# MTCNN-Tensorflow

**Repository Path**: deeplearningrepos/MTCNN-Tensorflow

## Basic Information

- **Project Name**: MTCNN-Tensorflow
- **Description**:  Reproduce MTCNN using Tensorflow
- **Primary Language**: Unknown
- **License**: Not specified
- **Default Branch**: master
- **Homepage**: None
- **GVP Project**: No

## Statistics

- **Stars**: 0
- **Forks**: 0
- **Created**: 2021-03-30
- **Last Updated**: 2024-12-10

## Categories & Tags

**Categories**: Uncategorized

**Tags**: None

## README

## Description
This work is used for reproduce MTCNN,a Joint Face Detection and Alignment using Multi-task Cascaded Convolutional Networks.

## Prerequisites
1. You need CUDA-compatible GPUs to train the model.
2. You should first download [WIDER Face](http://mmlab.ie.cuhk.edu.hk/projects/WIDERFace/) and [Celeba](http://mmlab.ie.cuhk.edu.hk/projects/CelebA.html).**WIDER Face** for face detection and **Celeba** for landmark detection(This is required by original paper.But I found some labels were wrong in Celeba.
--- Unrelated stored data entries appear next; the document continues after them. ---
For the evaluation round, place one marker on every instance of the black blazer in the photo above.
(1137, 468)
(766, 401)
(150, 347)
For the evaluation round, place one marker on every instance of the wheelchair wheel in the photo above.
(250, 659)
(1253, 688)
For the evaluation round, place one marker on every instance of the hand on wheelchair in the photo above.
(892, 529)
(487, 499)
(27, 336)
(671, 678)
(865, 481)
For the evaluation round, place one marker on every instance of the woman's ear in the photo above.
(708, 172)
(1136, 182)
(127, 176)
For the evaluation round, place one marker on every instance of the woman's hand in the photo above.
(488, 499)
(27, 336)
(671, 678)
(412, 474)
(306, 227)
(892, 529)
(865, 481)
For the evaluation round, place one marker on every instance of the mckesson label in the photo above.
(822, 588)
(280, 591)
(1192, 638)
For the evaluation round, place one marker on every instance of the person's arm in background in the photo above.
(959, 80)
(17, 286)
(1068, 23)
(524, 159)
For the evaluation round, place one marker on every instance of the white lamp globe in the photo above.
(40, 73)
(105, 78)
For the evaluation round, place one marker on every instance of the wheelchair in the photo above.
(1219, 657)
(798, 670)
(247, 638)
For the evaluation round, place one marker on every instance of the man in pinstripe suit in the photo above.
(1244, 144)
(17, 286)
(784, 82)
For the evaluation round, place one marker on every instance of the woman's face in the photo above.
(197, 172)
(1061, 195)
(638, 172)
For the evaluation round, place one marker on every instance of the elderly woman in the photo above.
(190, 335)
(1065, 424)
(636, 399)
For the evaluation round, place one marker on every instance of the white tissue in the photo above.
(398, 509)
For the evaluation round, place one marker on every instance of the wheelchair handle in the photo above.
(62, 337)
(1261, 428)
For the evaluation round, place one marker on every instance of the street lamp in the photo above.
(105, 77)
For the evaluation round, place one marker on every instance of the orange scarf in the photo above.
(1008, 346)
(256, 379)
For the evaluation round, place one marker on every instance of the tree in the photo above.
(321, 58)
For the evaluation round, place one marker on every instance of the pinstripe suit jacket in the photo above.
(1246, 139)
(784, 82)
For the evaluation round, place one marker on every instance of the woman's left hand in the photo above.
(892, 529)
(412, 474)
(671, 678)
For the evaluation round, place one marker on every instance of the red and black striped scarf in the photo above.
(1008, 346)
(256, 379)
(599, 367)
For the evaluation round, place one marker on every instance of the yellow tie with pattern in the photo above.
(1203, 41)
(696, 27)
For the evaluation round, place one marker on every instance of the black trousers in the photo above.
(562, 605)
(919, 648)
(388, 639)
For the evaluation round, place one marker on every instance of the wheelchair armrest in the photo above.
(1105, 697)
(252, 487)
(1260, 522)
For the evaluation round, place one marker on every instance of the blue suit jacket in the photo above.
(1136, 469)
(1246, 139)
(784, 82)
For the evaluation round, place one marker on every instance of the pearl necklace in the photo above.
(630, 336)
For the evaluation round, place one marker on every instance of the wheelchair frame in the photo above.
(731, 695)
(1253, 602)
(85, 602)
So I use [this dataset](http://mmlab.ie.cuhk.edu.hk/archive/CNN_FacePoint.htm) for landmark detection).

## Dependencies
* Tensorflow 1.2.1
* TF-Slim
* Python 2.7
* Ubuntu 16.04
* Cuda 8.0

## Prepare For Training Data
1. Download Wider Face Training part only from Official Website , unzip to replace `WIDER_train` and put it into `prepare_data` folder.
2. Download landmark training data from [here]((http://mmlab.ie.cuhk.edu.hk/archive/CNN_FacePoint.htm)),unzip and put them into `prepare_data` folder.
3. Run `prepare_data/gen_12net_data.py` to generate training data(Face Detection Part) for **PNet**.
4. Run `gen_landmark_aug_12.py` to generate training data(Face Landmark Detection Part) for **PNet**.
5. Run `gen_imglist_pnet.py` to merge two parts of training data.
6. Run `gen_PNet_tfrecords.py` to generate tfrecord for **PNet**.
7. After training **PNet**, run `gen_hard_example` to generate training data(Face Detection Part) for **RNet**.
8. Run `gen_landmark_aug_24.py` to generate training data(Face Landmark Detection Part) for **RNet**.
9. Run `gen_imglist_rnet.py` to merge two parts of training data.
10. Run `gen_RNet_tfrecords.py` to generate tfrecords for **RNet**.(**you should run this script four times to generate tfrecords of neg,pos,part and landmark respectively**)
11. After training **RNet**, run `gen_hard_example` to generate training data(Face Detection Part) for **ONet**.
12. Run `gen_landmark_aug_48.py` to generate training data(Face Landmark Detection Part) for **ONet**.
13. Run `gen_imglist_onet.py` to merge two parts of training data.
14. Run `gen_ONet_tfrecords.py` to generate tfrecords for **ONet**.(**you should run this script four times to generate tfrecords of neg,pos,part and landmark respectively**)

## Some Details
* When training **PNet**,I merge four parts of data(pos,part,landmark,neg) into one tfrecord,since their total number radio is almost 1:1:1:3.But when training **RNet** and **ONet**,I generate four tfrecords,since their total number is not balanced.During training,I read 64 samples from pos,part and landmark tfrecord and read 192 samples from neg tfrecord to construct mini-batch.
* It's important for **PNet** and **RNet** to keep high recall radio.When using well-trained **PNet** to generate training data for **RNet**,I can get 14w+ pos samples.When using well-trained **RNet** to generate training data for **ONet**,I can get 19w+ pos samples.
* Since **MTCNN** is a Multi-task Network,we should pay attention to the format of training data.The format is:
 
  [path to image][cls_label][bbox_label][landmark_label]
  
  For pos sample,cls_label=1,bbox_label(calculate),landmark_label=[0,0,0,0,0,0,0,0,0,0].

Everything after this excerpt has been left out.